The Supreme Court has asked all states and Union territories to frame a policy to strictly enforce a law that requires immediate confiscation and eventual sale of vehicles after an accident if it does not have a third-party insurance policy.
The objective is to use the sale proceeds of the vehicle to pay compensation to the accident victims or their families.
In line with the prevailing rule, the court said the vehicle owner should be given an opportunity to pay adequate compensation to the victim or his family.

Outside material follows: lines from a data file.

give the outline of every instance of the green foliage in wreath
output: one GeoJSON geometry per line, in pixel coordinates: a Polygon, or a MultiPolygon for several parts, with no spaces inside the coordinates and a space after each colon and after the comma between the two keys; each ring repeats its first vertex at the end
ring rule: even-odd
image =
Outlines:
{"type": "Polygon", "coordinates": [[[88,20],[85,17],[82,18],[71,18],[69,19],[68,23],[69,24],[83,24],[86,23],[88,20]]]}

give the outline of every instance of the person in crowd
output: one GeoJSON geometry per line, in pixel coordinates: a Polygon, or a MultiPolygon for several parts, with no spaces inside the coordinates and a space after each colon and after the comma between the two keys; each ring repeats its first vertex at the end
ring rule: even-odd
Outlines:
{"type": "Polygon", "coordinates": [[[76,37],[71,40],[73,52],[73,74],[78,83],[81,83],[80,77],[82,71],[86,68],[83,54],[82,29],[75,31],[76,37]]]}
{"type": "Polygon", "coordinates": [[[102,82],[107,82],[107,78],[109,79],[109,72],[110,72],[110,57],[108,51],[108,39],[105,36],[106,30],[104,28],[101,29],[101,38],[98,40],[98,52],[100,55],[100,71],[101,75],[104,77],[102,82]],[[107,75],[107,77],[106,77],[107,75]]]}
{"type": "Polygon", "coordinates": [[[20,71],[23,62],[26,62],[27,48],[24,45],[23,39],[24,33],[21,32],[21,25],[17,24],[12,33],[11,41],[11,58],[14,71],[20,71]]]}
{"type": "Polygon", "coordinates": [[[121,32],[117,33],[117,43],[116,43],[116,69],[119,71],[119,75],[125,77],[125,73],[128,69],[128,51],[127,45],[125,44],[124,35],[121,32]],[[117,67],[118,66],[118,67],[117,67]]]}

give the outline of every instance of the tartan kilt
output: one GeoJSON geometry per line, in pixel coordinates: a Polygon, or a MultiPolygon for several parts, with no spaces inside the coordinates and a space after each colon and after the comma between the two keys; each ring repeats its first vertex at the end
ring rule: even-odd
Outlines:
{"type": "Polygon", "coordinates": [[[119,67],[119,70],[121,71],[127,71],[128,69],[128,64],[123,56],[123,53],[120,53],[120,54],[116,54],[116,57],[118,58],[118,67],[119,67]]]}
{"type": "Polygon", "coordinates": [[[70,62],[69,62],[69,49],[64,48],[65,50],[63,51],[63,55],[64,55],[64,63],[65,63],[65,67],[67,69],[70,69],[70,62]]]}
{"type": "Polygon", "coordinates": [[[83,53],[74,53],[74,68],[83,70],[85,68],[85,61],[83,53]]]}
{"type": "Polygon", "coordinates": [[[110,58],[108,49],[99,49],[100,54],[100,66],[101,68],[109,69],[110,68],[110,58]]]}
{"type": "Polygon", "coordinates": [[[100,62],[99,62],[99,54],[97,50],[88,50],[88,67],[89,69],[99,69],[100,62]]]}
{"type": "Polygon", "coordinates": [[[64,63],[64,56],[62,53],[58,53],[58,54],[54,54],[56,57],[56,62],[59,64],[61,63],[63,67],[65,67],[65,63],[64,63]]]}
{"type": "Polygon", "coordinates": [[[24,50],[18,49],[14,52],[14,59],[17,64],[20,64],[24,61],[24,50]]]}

If the owner fails to do so within three months, the vehicle can be sold and the money kept as a deposit till the accident claim is settled.
Usha Devi had challenged a Punjab and Haryana High Court order that had declined to direct the Punjab government to compensate her family although her husband was killed in an accident involving a vehicle that did not have third-party insurance.
Usha Devi had contended that since the state had a liability to prevent the unauthorised movement of vehicles, the failure to check cars without the mandatory third-party insurance policy was a breach of conditions imposed under Section 196 of the Central Motor Vehicles Act, 1988.
In her appeal filed through advocate Radhika Gautam, Usha Devi said that as early as in 2010, the apex court had passed a series of directives to the states and Union territories to ensure that in all cases where there is no third-party insurance policy, the offending vehicle should be seized, sold and the money paid to the victim or survivors.
However, despite the directives, no state other than Delhi had framed a policy.